Table 1 Common modifications applied to the basic De Bruyne graph data structure and examples of applications that use them

ad8ce5a6a21abb032f588643e88baca0.png

Identification of Microbial Species from Metagenomes

One of the common goals of microbiome research is to determine which bacteria are present and which genes they have . This information can be obtained using metagenomics, but this requires the ability to distinguish which reads and contigs are from different species in order to better understand the organism's potential role. Wang et al. demonstrated the utility of De Bruyne plots in identifying different microbial strains in metagenomes , where they mapped reads onto metagenomic-assembled De Bruyne plots to differentiate reads from different bacterial strains, without using the reference genome . Much recent work has focused on obtaining nearly complete microbial genomes from metagenomic reads. These metagenomic-assembled genomes (MAGs) are generated from binned-assembled contigs based on nucleotide frequency and read coverage on the basis that these factors will vary between species in the original community Suppose. Recently researchers have attempted to introduce de Bruyne maps to aid in the assembly and refinement of MAGs when improving metagenomic binning techniques. These methods, including GraphBin and METAMVGL, integrate structural features of DBGs, such as connections between k-mers and disconnected parts of the graph, to refine the contigs contained in each MAG. These methods highlight the utility of DBG in downstream analysis . In downstream analysis, the information already present in the DBG can be used to improve subsequent analysis and can greatly improve the assembly of higher quality MAGs .

Comparison and differential assembly of omics samples

As metagenomic sequencing becomes cheaper, it is becoming a more common method, and research often involves sequencing multiple metagenomic groups. This requires effective methods to identify similarities and differences between metagenomes from different samples. Still, the scale and complexity of this data makes it a daunting challenge. Recent studies have proposed DBG-based methods for these comparisons. EMDeBruijn utilizes De Bruijn plots generated from multiple microbiome data and applies statistical methods to compare distances between different samples. This method has been used to look at viral populations and help characterize hepatitis C transmission, demonstrating its utility in different types of biological analyses. Likewise, MetaFast quantifies similarity using a simplified DBG constructed from multiple metagenomes, providing a way to compare diversity across environments or samples. The recently proposed MetaGraph approach shows great promise, allowing indexing and querying of entire sequencing databases or multiple metagenomes in an efficient DBG-based format. A broad application of this approach is what the authors call "differential assembly." In this approach, MetaGraph DBG can be used to identify k-mers found in some metagenomes, but not in others. These metagenomes can then be assembled and analyzed to observe differences in microbial communities between samples ( Figure 1C ). These methods for comparing metagenomes do not require additional read-length mapping between samples or the use of reference datasets, and thus have broad applications and enable more efficient and accurate comparisons between omics samples .

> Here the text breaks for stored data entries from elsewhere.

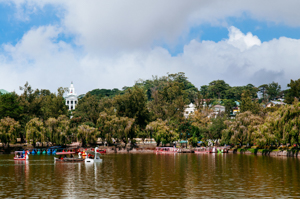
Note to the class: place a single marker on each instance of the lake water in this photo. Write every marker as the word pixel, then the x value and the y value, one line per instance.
pixel 152 176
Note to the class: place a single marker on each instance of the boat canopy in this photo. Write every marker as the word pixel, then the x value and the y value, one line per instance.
pixel 64 153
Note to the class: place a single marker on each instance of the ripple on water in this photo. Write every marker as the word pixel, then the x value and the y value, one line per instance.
pixel 152 176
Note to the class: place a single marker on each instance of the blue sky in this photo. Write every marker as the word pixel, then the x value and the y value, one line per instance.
pixel 112 44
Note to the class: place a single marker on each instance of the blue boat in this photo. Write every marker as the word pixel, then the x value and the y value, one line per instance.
pixel 54 151
pixel 49 151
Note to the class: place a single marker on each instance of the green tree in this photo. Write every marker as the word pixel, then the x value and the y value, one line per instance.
pixel 35 131
pixel 8 130
pixel 273 90
pixel 263 90
pixel 229 105
pixel 88 109
pixel 9 106
pixel 133 104
pixel 217 89
pixel 281 126
pixel 241 130
pixel 248 105
pixel 293 92
pixel 86 134
pixel 161 132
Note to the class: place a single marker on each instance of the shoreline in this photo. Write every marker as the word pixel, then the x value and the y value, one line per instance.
pixel 146 149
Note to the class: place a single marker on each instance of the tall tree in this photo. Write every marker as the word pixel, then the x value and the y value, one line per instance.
pixel 161 132
pixel 133 104
pixel 273 90
pixel 248 105
pixel 293 92
pixel 8 130
pixel 263 90
pixel 10 106
pixel 241 130
pixel 86 134
pixel 35 131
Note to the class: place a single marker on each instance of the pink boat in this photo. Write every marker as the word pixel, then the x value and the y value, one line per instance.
pixel 203 150
pixel 20 156
pixel 166 150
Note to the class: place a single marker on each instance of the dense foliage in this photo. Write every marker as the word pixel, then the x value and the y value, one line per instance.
pixel 154 108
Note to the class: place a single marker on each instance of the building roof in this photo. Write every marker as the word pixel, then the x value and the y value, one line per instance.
pixel 2 91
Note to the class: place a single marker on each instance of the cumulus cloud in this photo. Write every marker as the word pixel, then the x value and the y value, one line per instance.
pixel 48 64
pixel 242 41
pixel 114 45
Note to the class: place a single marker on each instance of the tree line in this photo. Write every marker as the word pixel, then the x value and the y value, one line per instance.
pixel 153 109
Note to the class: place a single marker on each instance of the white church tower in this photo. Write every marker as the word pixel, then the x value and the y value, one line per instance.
pixel 71 99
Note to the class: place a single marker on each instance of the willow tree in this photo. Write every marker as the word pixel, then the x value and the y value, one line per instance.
pixel 58 130
pixel 86 134
pixel 112 126
pixel 51 129
pixel 161 132
pixel 8 130
pixel 64 135
pixel 35 131
pixel 241 130
pixel 283 125
pixel 133 104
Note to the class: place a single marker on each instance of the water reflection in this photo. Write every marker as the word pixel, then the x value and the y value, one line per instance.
pixel 152 176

Comparative genomics and metagenomics using De Bruyne plots

Comparative genomics using colored De Bruyne plots

The identification of genetic variation among microorganisms, such as single nucleotide variants (SNVs) and insertion deletions (indels), has broad applications in biomedical and ecological research to monitor pathogen outbreaks and to differentiate microbiomes at the strain level. Many standard methods for detecting genetic variation use a mapping to a reference genome or sequence, but this can be computationally time-consuming, and methods are not suitable when the reference genome is not available or is too different for accurate comparisons . To address this issue, a variety of tools using DBG have been developed for reference genome-free variant detection. These methods are a variant of DBG, commonly referred to as DBGs for Colored De Bruyne Graphs (cDBGs), which are DBG graphs constructed from multiple sources (e.g., multiple genomes or different metagenomic samples), and Different "color" annotations are assigned to k-mers depending on whether they are present in a sample ( Fig. 2, Table 1 ). Researchers have created a variety of tools to assist in the construction of these cDBGs from genome collections or sets of raw reads, including TwoPaCo, Bifrost, Cuttlefish. The ability to construct these DBGs has also led to the development of a variety of other tools aimed at using DBGs to identify genetic variants without relying on reference genomes.

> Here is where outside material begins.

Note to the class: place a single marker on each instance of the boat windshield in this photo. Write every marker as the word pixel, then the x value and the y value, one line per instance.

Figure 2 The concept of a colored De Bruyne diagram and the process of using it for variant identification

0af32510bca001046442ca3483ecc9c0.png

Most of these tools have been developed to identify genetic variation, either based on a set of assembled genomes, or on raw reads sequenced from different individuals of the same species. To detect SNVs, tools such as Cortex, MCCortex, DiscoSnp, and Bubbleparse were developed based on the analysis of DBGs or cDBGs to identify structural features commonly referred to as "bubbles" in graphs. These structural features are points where parallel pathways formed by different k-mers fork and then converge ( Fig. 2 ), potentially containing SNVs. These concepts were subsequently extended to the tools DiscoSnp++ and Scalpel to detect more complex genetic variants such as small insertions and deletions. This pipeline was extended in the BubbZ method, which utilizes a compressed form of DBG to detect homologous regions between genomes, allowing comparative analysis between different genomes without the need for whole-genome alignments ( Table 1). 1 ). These methods have many potential applications in microbiome research, which often lacks high-quality reference genomes for many microbial strains, and methods that do not require reference genomes will open up multiple new avenues for analyzing microbiomes and isolates.

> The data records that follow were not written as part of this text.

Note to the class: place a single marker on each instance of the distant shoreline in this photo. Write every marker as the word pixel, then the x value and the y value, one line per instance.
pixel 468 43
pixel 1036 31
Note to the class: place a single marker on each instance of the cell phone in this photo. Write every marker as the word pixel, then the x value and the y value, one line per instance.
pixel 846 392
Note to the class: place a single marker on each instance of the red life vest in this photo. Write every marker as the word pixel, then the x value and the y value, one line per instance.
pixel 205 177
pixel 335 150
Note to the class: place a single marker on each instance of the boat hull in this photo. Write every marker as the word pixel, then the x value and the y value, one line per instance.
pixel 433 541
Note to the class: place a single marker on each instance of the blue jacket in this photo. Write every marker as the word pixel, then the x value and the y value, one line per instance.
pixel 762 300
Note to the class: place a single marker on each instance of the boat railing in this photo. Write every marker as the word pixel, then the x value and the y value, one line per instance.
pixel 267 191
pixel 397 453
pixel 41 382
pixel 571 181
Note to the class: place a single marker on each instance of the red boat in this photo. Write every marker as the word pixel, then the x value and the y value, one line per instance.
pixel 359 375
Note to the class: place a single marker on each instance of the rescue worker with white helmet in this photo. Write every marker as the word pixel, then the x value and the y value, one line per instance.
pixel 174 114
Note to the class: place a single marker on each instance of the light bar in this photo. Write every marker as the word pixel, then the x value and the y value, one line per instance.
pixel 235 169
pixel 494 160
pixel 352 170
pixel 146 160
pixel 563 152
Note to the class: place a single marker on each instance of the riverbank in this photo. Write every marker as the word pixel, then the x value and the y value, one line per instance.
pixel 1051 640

Identification of unparalleled single nucleotide variants in metagenomic

Identifying genetic variation in metagenomic samples is much more difficult than working with genomes. Metagenomic samples may contain many microbial species, contain multiple closely related strains, and may have closely homologous genes between different organisms, all of which make it difficult to apply traditional variant identification methods in metagenomic. Many of the previously described techniques for variant identification can be used or adapted for the analysis of metagenomic datasets, including Cortex, DiscoSnp++ and Scalpel based on the same concept that can also be applied to metagenomic DBG. While these methods can be applied to metagenomic data, there are not many tools dedicated to reference-free variant identification from metagenomic data. The recently published LUEVARI method utilizes cDBG, where the coloring of the graph is based on read lengths in the metagenome. Compared to other tools, it can identify variants significantly and more sensitively from metagenomes. As metagenomic sequencing is rapidly becoming the standard method for studying the microbiome, these variant identification methods are of increasing importance for microbiome research.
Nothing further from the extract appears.